No sábado, seus filhos lhe ofereceram uma homenagem em um hotel da cidade. Compay compareceu. Morreu dois dias depois. Havana amanheceu calada na última segunda-feira, embora Compay tenha nascido em Siboney e sido enterrado em Santiago de Cuba, onde viveu na juventude. Nas rádios, na TV, nas bocas de cubanos de todas as idades, só se falava de Francisco Repilado Muñoz -ou Compay Segundo, seu nome artístico.
Não há segunda chance na vida americana, dizia Mark Twain. Há, e Dennis Hopper está aí para contradizer a tese. Na vida cubana, se o exemplo for Compay, há muitas mais. Compay começou a carreira nos anos 30, como membro do quarteto Hatuey. Depois veio o grupo Los Compadres, de onde surgiu, você já adivinhou, o apelido Compay. Andou meio esquecido após a revolução, quando surgiu a Nova Trova cubana.
No ostracismo, Compay sobreviveu, enrolando os seus preciosos "puros" numa fábrica de charutos.

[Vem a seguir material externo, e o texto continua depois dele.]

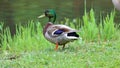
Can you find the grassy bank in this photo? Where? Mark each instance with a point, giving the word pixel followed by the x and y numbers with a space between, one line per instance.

Renasceu, junto com Ibrahim Ferrer, Omara Portuondo e um monte de gente talentosa, no Buena Vista Social Club. E ainda lançou em 1999 um disco genial, "Calle Salud". Aos 92 anos.
Deu a volta ao mundo, fez sucesso em todas as latitudes, mas era sobretudo adorado em Cuba. Como se explica essa extraordinária popularidade? Pelo "son" que fazia, em primeiro lugar. Por sua capacidade de reinvenção e de resistência, tão características do povo cubano. E do seu humor e humanismo transbordantes.
Não sei não, mas acho que Compay daria boas risadas ao ver o título que um jornal mexicano utilizou para anunciar sua morte: "Compay deja un pendiente en Mexico". Ou seja, deixa um caso mal resolvido. O caso é Felipa Garcia, que Compay encontrou em um restaurante chinês na Cidade do México, em... 1938. Namorou a moça. Nunca mais a viu, mas ainda falava dela no ano passado, em uma entrevista. "Tivemos uma ótima relação, mas eu não quis me aprofundar, ia partir pra Cuba e não queria deixá-la chorando. Detesto deixar as pessoas chorando."
Nesta semana, muita gente chorou por Compay. Las flores de la vida...

 
Por falar em humanismo: acaba de estrear um filme fora do comum em Cuba. "Suite Habana", de Fernando Pérez. Três mil pessoas lotam todos os dias o Cine Chaplin, na capital cubana, para ver um documentário... sem diálogos. Sinal dos tempos, os filmes de ficção em cartaz na cidade não atraem nem metade desse público.
O mais extraordinário é que "Suite Habana" é tudo, menos um filme que faz concessões narrativas. Pérez segue, por 24 horas, o cotidiano de uma dezena de habitantes de Havana. Um trabalhador de estrada de ferro que sonha em ser músico. Uma velha que vende amendoins na rua e não sonha mais. Um travesti. Um arquiteto que opta por abandonar sua profissão para cuidar do filho atingido pela síndrome de Down. Um jovem bailarino. Vidas que se cruzam em pinceladas de extrema delicadeza.
Imagens e sons se conjugam como raramente se vê na tela. O milagre de "Suite Habana" surge do fato de que, mesmo sem que palavras sejam proferidas, temos a sensação de que, no final dos 80 minutos de projeção, conhecemos intimamente as pessoas que Fernando Pérez retratou de forma tão respeitosa e pouco impositiva. Através delas, desenha-se o contorno de todo um país.
É um cinema que não se dobra a nenhuma escola. Às vezes é puro documentário, às vezes é mais próximo da arquitetura proposta por Flaherty em "O Homem de Aran" ou "Nanook". Talvez o primo mais próximo de "Suite Habana" seja um documentário que também respeita como poucos aqueles que retrata: "Edifício Master", de Eduardo Coutinho. Uma obra em que, ao contrário do filme de Pérez, a palavra é fundamental. É a prova de que artistas podem chegar a resultados semelhantes trilhando caminhos diferentes.
Tomás Gutiérrez Alea, autor do extraordinário "Memórias do Subdesenvolvimento", dizia que "o que pode interessar de Cuba, dentro e fora de seus limites, é aquilo que há de mais cubano nas nossas manifestações, e a sinceridade como nos situamos frente aos nossos problemas". Vale para "Suite Habana". Compay Segundo estaria provavelmente de acordo.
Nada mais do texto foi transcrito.